For a select group of politicos, the choice is much simpler: they’re supporting both candidates. But the number of donors double-dipping this year is far smaller than the last gubernatorial race, reflecting Inslee’s perceived strength in this year’s election.
Twenty individuals, two political action committees and two businesses have donated money to both Inslee and Bryant this year, sending a total of $67,000 into this year’s race for the governor’s mansion, according to a review of records from the Washington Public Disclosure Commission.
In 2012, however, 210 donors gave to both campaigns, for a total of $501,000. Put another way, there's been a 87 percent drop in this sort of donation this year, as compared to 2012.
Donating thousands of dollars to opposing candidates is a fairly common occurrence amongst the donor class, according to Mark A. Smith, a professor of political science at the University of Washington.
“It’s always about access, getting your phone call returned,” Smith said. “Governors get a lot of phone calls and most of the people trying to reach them don’t make it through.”
In the mind of double-dipping donors, they’ll be able to say they supported the future governor regardless of who wins. They are primarily from industries like healthcare, agriculture and real estate, but as Smith said,
“They are listed as individuals but I think we should list them as businesses… they are really giving on behalf of the business.”
Smith said the total amount of money at stake for these businesses is far greater than the legal donation cap, which is $2,000 for the primary and $2,000 for the general election when donating directly to a gubernatorial campaign.
“When you look at the amount of money we’re talking about, chuck in $2,000 for a gubernatorial race, that’s chump change,” Smith said.
One donor in this year’s double-dipping class is Ann Blume, a real estate developer and prominent fundraiser for the national Democratic Party.

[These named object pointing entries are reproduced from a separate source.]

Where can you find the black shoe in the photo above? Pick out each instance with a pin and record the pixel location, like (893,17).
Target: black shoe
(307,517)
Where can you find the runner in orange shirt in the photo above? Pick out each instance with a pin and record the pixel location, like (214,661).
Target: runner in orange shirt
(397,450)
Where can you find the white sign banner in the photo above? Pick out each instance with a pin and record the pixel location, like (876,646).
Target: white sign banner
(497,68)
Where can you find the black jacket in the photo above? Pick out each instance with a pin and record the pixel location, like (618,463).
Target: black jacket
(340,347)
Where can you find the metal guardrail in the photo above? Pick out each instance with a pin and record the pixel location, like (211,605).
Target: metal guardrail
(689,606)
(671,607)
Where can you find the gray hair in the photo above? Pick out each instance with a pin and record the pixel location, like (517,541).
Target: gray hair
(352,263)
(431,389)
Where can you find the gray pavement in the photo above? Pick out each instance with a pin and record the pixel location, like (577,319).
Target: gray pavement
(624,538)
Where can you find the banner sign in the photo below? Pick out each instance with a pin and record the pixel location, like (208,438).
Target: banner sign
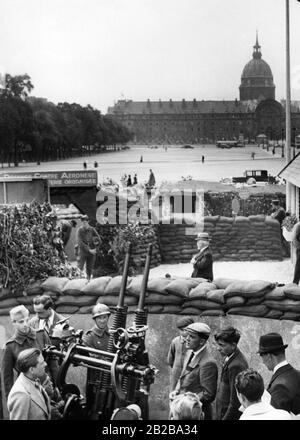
(58,178)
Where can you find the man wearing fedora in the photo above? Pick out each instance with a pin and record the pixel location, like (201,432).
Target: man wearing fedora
(199,372)
(284,386)
(178,350)
(203,261)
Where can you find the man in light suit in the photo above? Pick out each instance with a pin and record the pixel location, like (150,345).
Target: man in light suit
(284,386)
(46,318)
(27,399)
(200,372)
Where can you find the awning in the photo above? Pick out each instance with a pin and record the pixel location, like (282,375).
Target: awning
(291,172)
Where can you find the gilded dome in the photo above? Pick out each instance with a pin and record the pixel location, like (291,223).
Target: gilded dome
(257,67)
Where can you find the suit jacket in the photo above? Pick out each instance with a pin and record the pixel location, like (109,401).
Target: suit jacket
(200,376)
(13,347)
(35,321)
(27,402)
(203,267)
(284,388)
(227,402)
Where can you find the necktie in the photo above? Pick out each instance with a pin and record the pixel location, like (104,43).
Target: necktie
(191,358)
(46,326)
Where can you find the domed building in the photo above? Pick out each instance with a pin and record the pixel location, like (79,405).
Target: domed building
(198,121)
(257,79)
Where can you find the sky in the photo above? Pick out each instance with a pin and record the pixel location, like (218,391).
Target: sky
(99,51)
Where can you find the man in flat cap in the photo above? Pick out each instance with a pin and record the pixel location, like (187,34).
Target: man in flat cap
(178,350)
(200,372)
(284,386)
(203,261)
(88,240)
(227,402)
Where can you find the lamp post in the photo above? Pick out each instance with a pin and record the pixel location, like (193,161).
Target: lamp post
(288,105)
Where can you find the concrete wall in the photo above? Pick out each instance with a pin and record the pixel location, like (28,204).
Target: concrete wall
(163,328)
(240,239)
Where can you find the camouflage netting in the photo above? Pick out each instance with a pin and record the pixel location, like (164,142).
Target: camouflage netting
(188,296)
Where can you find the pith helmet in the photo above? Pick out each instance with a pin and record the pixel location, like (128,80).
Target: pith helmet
(100,309)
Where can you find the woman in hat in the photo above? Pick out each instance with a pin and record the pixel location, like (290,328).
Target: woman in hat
(203,261)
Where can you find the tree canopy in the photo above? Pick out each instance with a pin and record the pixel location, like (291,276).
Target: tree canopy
(35,129)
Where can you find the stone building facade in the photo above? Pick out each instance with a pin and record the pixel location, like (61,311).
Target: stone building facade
(198,121)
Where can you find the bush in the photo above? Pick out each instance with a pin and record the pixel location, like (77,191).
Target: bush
(27,249)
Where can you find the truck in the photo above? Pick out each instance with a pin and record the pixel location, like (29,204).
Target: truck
(253,176)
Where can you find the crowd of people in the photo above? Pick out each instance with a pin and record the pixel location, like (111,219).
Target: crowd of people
(197,390)
(240,393)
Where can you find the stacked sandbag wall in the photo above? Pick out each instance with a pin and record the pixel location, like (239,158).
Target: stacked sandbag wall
(250,238)
(188,296)
(257,203)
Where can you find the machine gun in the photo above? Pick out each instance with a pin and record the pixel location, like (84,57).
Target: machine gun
(127,374)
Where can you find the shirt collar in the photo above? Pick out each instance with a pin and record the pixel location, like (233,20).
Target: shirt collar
(50,319)
(281,364)
(199,351)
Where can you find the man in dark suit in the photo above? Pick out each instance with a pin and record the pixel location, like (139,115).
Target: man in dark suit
(27,399)
(200,372)
(46,318)
(227,402)
(203,261)
(284,386)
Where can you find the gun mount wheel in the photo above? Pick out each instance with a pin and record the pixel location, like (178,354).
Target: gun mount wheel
(116,378)
(120,338)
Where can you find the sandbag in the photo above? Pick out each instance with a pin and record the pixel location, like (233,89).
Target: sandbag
(5,311)
(155,309)
(285,305)
(222,283)
(202,304)
(84,300)
(157,298)
(201,290)
(276,294)
(170,308)
(273,314)
(25,300)
(213,312)
(85,309)
(34,288)
(235,301)
(135,286)
(290,316)
(9,302)
(114,285)
(74,287)
(96,286)
(248,289)
(158,285)
(254,301)
(292,291)
(112,300)
(190,311)
(216,296)
(68,310)
(54,284)
(255,311)
(181,287)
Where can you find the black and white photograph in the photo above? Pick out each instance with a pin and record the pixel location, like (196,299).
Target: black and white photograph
(149,212)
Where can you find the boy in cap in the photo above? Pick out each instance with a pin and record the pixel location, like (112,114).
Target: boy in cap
(200,372)
(177,350)
(86,247)
(284,386)
(203,261)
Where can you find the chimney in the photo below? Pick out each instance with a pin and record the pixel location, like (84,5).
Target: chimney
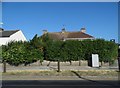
(83,30)
(1,29)
(63,30)
(44,31)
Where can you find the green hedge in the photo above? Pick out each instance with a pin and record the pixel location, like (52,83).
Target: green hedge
(73,50)
(43,48)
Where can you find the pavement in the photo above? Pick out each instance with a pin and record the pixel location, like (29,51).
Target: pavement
(60,84)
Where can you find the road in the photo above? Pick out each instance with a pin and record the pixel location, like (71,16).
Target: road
(60,84)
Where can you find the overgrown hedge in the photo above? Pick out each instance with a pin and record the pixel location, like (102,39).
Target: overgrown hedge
(16,53)
(39,48)
(73,50)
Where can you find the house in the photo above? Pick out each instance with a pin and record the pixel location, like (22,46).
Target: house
(65,35)
(11,35)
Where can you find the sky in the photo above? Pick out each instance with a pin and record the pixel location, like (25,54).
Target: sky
(99,18)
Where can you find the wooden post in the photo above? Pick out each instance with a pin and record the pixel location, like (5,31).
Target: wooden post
(79,62)
(119,63)
(4,66)
(58,66)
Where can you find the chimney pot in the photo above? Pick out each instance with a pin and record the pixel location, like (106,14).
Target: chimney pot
(44,31)
(63,30)
(83,30)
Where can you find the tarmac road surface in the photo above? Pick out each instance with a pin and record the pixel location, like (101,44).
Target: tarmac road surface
(60,84)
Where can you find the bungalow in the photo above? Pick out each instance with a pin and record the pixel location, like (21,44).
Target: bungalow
(11,35)
(65,35)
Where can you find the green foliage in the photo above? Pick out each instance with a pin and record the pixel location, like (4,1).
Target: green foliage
(16,53)
(72,50)
(43,48)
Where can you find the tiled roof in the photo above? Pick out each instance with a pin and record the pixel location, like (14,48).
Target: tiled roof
(7,33)
(61,36)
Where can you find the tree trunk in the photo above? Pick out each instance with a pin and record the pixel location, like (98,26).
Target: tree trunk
(4,66)
(48,64)
(58,66)
(40,62)
(70,62)
(79,62)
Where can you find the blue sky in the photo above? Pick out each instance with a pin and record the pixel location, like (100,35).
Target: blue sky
(99,18)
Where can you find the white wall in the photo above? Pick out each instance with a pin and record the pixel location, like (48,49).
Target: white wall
(18,36)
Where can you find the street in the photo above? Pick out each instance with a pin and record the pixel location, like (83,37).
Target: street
(60,84)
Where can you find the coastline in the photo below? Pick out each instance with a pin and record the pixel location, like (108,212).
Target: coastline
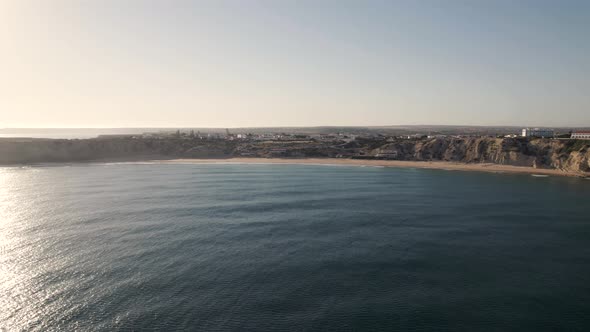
(443,165)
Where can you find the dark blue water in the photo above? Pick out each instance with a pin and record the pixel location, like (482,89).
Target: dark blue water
(291,247)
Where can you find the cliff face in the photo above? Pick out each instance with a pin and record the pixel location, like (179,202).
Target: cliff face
(565,155)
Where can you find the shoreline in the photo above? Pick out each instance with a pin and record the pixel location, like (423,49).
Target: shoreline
(442,165)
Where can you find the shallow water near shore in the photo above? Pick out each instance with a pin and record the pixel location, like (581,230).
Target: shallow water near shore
(237,247)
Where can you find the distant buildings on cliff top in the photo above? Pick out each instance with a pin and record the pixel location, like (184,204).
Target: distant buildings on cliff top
(538,132)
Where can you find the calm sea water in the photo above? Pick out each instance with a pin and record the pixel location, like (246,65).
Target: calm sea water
(104,247)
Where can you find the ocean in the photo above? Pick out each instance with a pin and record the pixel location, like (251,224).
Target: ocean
(242,247)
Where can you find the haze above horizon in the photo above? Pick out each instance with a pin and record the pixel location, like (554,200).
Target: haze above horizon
(116,64)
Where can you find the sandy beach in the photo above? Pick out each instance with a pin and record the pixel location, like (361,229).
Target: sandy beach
(445,165)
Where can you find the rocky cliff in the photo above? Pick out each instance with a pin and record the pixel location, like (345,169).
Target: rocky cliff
(567,155)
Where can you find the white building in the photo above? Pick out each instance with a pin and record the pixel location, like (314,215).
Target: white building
(537,132)
(581,135)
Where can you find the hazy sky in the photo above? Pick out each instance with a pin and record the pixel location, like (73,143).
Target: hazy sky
(168,63)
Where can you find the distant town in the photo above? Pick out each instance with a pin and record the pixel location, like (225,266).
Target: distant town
(560,148)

Blume, who gave $3,800 to Bryant and $4,000 to Inslee, hosted a $38,500-per-plate lunch fundraiser for President Barack Obama at her family’s lakefront mansion in Seattle in 2012. Her husband Bruce donated $50,000 to Obama’s inauguration party.
Inslee has a safe lead over Bryant in this year’s election. He received 152,893 more votes than Bryant in the primary, his poll numbers have him in the double digits over his opponent and Inslee’s campaign has raised $5.4 million more than Bryant’s.
But in 2012, Inslee was far from a sure thing. He had no incumbency advantage, he had never won a statewide race in Washington and his opponent outraised him by $1.5 million. The donor class responded to Inslee’s uncertainty with more hedged bets.
Over $500,000 in donations that year came from donors giving to both sides, including some of Washington’s biggest corporations. Alaska Airlines gave $3,600 to McKenna and $1,800 to Inslee, Wyerhaeuser gave $3,800 to McKenna and $1,800 to Inslee, and Microsoft’s PAC gave $3,200 to Inslee and $1,600 to McKenna.
The total amount raised in 2012 was also far greater than this year. In 2012, both candidates raised a combined $26.1 million. This year both candidates have raised a total of $11.3 million.
There were still more hedged bets in 2012 than 2016 when you account for the larger donation pool. In 2012, 1.92 percent of all donations to Inslee and McKenna came from donors that had given to both candidates. In 2016, only 0.59 percent of donations to Inslee and Bryant came from double dipping donors.
The most honest account from inside the donor class may come from the opening act for Bryant and Inslee’s debate. Republican presidential candidate Donald Trump — who will face Hillary Clinton before the gubernatorial debate Monday night— is in the strange position of being a repeat donor to his opponent. Trump donated to Clinton’s campaigns in 2002, 2005, 2006, and 2007 and sent a $100,000 check to the Clinton Foundation.
“I was a businessman. I give to everybody,” Trump said during a primary debate this August. “When they call, I give. And you know what? When I need something from them, two years later, three years later, I call them, and they are there for me. And that’s a broken system.”